On top of that, there is the issue of customer confidentiality. My employment contract included robust customer confidentiality clauses and, as is normal in the industry, most customer contracts also included confidentiality clauses. To meet the proposed code, in my example all of the relevant customers, which might be many hundreds, would need to consent to the disclosure of their details and the employer would need to consent to the breach of the employment contract. That simply would not happen. It would be much easier for the employer to terminate the employment or to employ someone else. Further, it would be difficult, even impossible to say what level of remuneration related to the foreign state entities, even if the employer allowed it.

I confess that I find the wording of paragraphs 57(b) and 64 somewhat confusing. To take my example further, let us say that the Member is paid a fixed salary of £50,000 a year by the employer, and the total annual revenues to the employer from the relevant state-related customers totals many millions out of perhaps many hundreds of millions of the total revenue of the employer. I am not at all clear what should be registered here. Should it be the salary, the revenues by customer for the potentially many hundreds of US high schools, or something in between?

The challenge we face is that every situation is different and a one-size-fits-all approach may have the unintended consequence of causing a perfectly reasonable employment to be terminated. In the example that I have given, would it not be sufficiently transparent to register the employment, describe the types of customers and which countries, and disclose the total remuneration received by the Member from the employer? Providing individual details, as the code will require, including trying to apportion revenues of a host of arm’s-length customers, may not be practical or possible and, frankly, may not add much to the transparency anyway.

I said at the start that I support the principle of these proposed changes and I suspect that the practical issues that I have raised will not be common. Therefore, I do not support the amendment in the name of the noble and learned Lord, Lord Garnier. However, I urge the Conduct Committee to keep under review whether the new rules are creating an impediment to perfectly normal and reasonable employment situations, and if necessary to introduce some flexibility to look at particular situations and advise appropriate disclosure on a case-by-case basis that does not necessarily involve naming the underlying individual clients.

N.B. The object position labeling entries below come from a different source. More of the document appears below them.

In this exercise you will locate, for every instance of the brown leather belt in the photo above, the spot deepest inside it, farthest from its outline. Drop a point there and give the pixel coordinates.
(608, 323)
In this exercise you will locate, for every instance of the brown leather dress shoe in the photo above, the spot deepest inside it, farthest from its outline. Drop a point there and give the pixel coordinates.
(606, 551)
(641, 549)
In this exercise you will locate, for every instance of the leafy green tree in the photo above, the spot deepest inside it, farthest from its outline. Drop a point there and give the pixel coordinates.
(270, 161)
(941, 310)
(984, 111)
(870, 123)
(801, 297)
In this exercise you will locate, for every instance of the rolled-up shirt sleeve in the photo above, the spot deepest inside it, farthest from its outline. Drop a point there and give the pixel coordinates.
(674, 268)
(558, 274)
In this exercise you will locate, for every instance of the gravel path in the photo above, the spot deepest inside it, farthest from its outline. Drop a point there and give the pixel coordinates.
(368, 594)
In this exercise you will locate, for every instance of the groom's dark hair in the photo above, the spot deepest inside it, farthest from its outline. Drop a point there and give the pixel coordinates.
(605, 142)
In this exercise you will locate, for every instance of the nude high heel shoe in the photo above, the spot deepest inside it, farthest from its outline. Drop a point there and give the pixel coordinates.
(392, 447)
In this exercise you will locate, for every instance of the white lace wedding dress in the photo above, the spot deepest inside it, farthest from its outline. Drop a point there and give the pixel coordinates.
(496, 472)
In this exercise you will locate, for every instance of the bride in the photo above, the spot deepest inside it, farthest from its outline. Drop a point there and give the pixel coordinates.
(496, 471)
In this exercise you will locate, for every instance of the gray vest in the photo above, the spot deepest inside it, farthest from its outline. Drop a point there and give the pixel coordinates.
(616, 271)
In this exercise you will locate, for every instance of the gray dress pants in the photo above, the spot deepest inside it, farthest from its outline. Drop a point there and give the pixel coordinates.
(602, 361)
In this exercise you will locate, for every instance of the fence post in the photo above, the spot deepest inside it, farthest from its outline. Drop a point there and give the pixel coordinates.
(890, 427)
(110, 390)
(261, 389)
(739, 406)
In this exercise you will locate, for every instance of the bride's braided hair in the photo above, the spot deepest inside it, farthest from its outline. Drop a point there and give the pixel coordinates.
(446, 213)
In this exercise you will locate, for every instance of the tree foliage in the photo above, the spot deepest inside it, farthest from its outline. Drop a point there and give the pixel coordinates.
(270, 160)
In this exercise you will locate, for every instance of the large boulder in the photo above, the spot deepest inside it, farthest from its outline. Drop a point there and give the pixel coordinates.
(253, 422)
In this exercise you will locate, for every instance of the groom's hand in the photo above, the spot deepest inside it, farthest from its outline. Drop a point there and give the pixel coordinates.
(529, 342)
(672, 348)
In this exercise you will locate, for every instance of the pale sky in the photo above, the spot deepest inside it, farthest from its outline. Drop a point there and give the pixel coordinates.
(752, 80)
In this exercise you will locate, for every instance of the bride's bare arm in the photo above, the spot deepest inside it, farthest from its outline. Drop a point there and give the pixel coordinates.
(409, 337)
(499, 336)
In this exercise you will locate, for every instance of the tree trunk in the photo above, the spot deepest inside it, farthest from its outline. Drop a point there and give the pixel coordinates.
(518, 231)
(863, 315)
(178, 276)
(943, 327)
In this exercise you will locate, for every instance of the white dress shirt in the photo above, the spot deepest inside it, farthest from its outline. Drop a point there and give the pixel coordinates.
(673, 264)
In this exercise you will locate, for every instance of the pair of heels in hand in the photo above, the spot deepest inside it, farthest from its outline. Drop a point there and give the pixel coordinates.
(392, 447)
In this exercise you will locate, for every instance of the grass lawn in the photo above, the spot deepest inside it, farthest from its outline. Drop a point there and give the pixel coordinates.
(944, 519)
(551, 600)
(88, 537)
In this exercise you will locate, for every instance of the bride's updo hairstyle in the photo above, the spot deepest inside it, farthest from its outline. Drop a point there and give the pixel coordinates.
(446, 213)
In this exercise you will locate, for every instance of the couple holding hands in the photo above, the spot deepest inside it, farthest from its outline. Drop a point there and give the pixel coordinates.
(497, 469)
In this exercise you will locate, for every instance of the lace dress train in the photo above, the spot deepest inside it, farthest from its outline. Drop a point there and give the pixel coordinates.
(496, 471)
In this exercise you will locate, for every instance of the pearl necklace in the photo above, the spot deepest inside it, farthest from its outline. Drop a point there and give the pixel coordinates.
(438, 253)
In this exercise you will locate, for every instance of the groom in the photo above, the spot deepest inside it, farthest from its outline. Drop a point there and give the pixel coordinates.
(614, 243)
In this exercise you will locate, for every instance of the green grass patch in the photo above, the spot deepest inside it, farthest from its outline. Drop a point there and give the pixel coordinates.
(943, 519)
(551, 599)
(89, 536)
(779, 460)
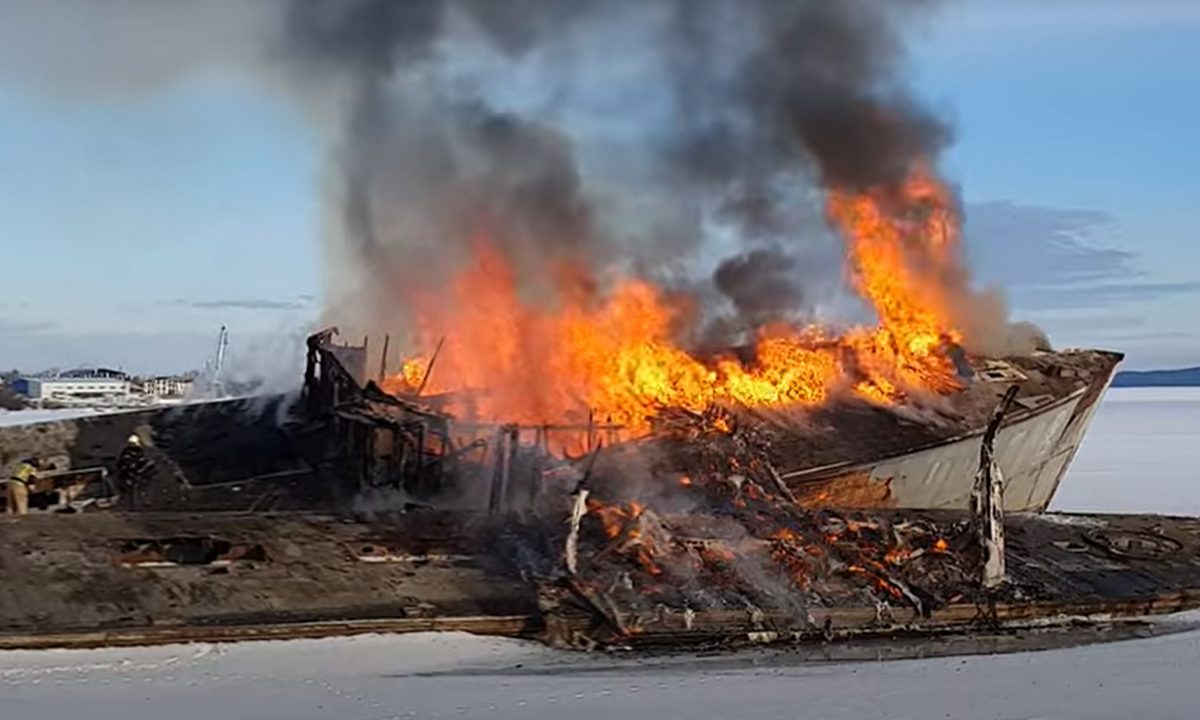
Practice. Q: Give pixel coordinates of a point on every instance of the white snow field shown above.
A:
(1141, 455)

On the other hand, there is one area where the code may need tightening further in respect of foreign state entities—that of employment in a sales or an introduction role. It is not hard to imagine that being a Member of this House might open doors. If, for example, a Member, as an employee or consultant, made or facilitated a sale of a software solution to a foreign state, the Member would not be providing any service to that foreign state customer. The employment or consultancy relationship would have to be registered, but because no service was being personally provided to it the foreign state connection would not have to be disclosed under the proposed rules, even if the Member received a commission from the employer directly related to the sale or introduction. That feels like something that ought to be disclosed.

While I do not agree with everything in the amendment from the noble Lord, Lord Balfe, mainly because we need to recognise that this House is different from the full-time salaried House of Commons, and I will not therefore support the amendment, I agree that these matters must be kept under review to make sure that we are properly transparent about potential conflicts of interest.